25 oct 2011

"Saw III" (2006), de Darren Lynn Bousman


Para una trepanación estilo Ikea, el paciente debe estar fresco como una lechuga
(Mi comentario a "Saw III" (2006), de Darren Lynn Bousman)

Así como hay películas que apelan a “las potencias del alma” (inteligencia, sensibilidad…), las hay que apelan a “las miserias del cuerpo”. Una forma de apelación corporal es el cine porno; otra, el cine gore.

(“Va a oir mucho ruido”, y una taladradora se cierne sobre la cabeza del enfermo.)

“Saw”, paradigma gore, es una fascinante exploración de nuestra carnalidad. Por eso es tan difícil, tan atroz de visionar. Es un diálogo franco con la propia carne, brutal a veces hasta el punto de la mutilación (pregunta implícita: “¿hasta cuándo se es uno mismo si uno tiene que ir amputándose miembros?”). Nuestro barro esencial, la materia blanda de que estamos hechos, nos muestra su insoportable fragilidad o vulnerabilidad: la congelación, la vecindad de otras carnes abiertas, o licuadas, o pútridas, la torsión más allá de un límite estricto, pueden sencillamente aniquilarnos –tan endeble es nuestra pasta–. Por supuesto, enfrentarse a esta verdad es horrible. Pero el horror de adquirir conciencia de nuestra naturaleza quebradiza es un horror sano. Es la clásica “catarsis” en estado puro: una impresión que es una revelación que puede ser una transformación.

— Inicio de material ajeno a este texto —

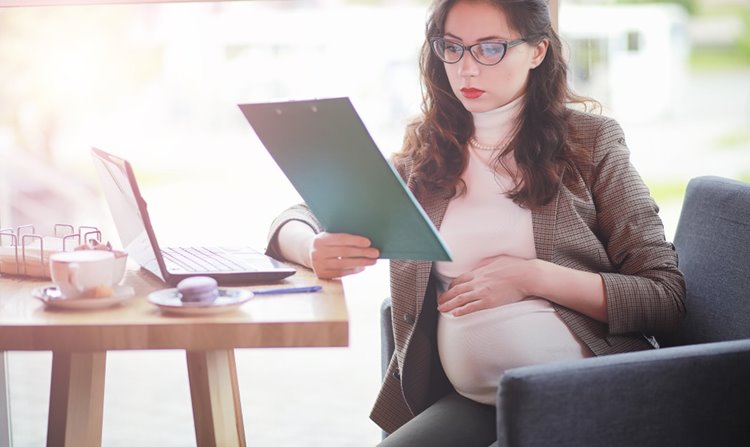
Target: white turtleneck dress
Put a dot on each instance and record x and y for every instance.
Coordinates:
(475, 349)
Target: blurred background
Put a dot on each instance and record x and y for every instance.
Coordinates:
(159, 84)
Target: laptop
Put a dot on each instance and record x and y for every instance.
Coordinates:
(228, 265)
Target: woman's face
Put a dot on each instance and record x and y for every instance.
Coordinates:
(481, 88)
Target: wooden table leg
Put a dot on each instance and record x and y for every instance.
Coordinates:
(217, 412)
(76, 401)
(5, 425)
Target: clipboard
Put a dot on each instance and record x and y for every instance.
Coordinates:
(326, 152)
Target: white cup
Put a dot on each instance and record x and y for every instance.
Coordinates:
(84, 273)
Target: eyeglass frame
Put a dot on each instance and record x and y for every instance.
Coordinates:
(507, 45)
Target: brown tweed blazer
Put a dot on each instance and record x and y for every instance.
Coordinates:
(602, 220)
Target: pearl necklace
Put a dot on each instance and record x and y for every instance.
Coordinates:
(476, 145)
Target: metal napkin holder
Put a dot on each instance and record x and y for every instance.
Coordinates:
(22, 259)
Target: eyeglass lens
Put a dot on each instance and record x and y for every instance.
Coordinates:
(486, 53)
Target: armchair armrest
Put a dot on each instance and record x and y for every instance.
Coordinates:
(697, 395)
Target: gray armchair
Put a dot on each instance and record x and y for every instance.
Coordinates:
(695, 391)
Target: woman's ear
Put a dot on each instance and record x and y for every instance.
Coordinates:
(540, 50)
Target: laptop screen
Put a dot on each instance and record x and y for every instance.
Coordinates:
(125, 204)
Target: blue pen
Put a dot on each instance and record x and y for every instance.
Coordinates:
(307, 289)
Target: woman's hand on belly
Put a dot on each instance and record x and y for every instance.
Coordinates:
(499, 281)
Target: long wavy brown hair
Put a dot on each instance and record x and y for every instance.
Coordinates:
(436, 143)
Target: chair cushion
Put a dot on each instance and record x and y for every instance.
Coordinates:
(713, 245)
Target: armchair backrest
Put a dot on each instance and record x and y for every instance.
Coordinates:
(713, 248)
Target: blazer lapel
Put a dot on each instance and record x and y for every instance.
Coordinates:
(543, 222)
(434, 206)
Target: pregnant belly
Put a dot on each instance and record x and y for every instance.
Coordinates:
(475, 349)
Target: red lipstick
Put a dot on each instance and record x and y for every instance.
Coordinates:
(471, 93)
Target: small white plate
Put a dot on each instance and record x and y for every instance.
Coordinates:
(52, 298)
(170, 301)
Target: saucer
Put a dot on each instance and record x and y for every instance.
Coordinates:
(52, 298)
(170, 301)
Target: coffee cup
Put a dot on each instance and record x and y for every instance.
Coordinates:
(84, 273)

A mi juicio, el ápice del espanto lo alcanza, en “Saw III”, el momento de la cirugía sobre John. Un análisis de la repulsa de nuestros ojos a contemplar esta escena confirma lo dicho antes: sencillamente, no podemos soportar ver nuestra carne profanada con ese utillaje de fontanero, nos repele la visión del núcleo de nuestro yo (el cerebro) asaltado de un modo tan minuciosamente brutal y acientífico, quizá incluso apartamos la vista (algunos) de eso que, dentro de este ser que piensa y escribe, no son más que vísceras palpitantes y sangrantes, y turbadoramente parecidas a las expuestas en un mostrador de carnecería.

(“Ahora oirá mucho campanilleo”, y aparece una fresadora para continuar la intervención).

Por desgracia el marco de todas estas experiencias es una historia de planteamiento y desenlace disparatados. El personaje imposible de Puzzle, un agonizante dicharachero y concienzudo hasta la náusea, es casi el delirio menor del guionista. Obsesionado con explicarlo todo (desde la “hoja de servicios” de Amanda hasta su ataque de celos, más o menos inducido) y con vincular los episodios (y, claro, el “IV” queda preparado), ofrece un antológico (y risible, o bien indignante) chaparrón de casualidades, de milagros del reloj y de la pre u omnisciencia del psicópata, de “deus ex machina” y demás pirotecnia cronológica. Y la realización, dicho sea de paso, agota sus recursos, deja de sorprendernos y se torna monótona (como los gritos de los torturados) bien pronto, reservándose para el final, eso sí, un último (y prolongado) alarde epiléptico de imágenes fugacísimas.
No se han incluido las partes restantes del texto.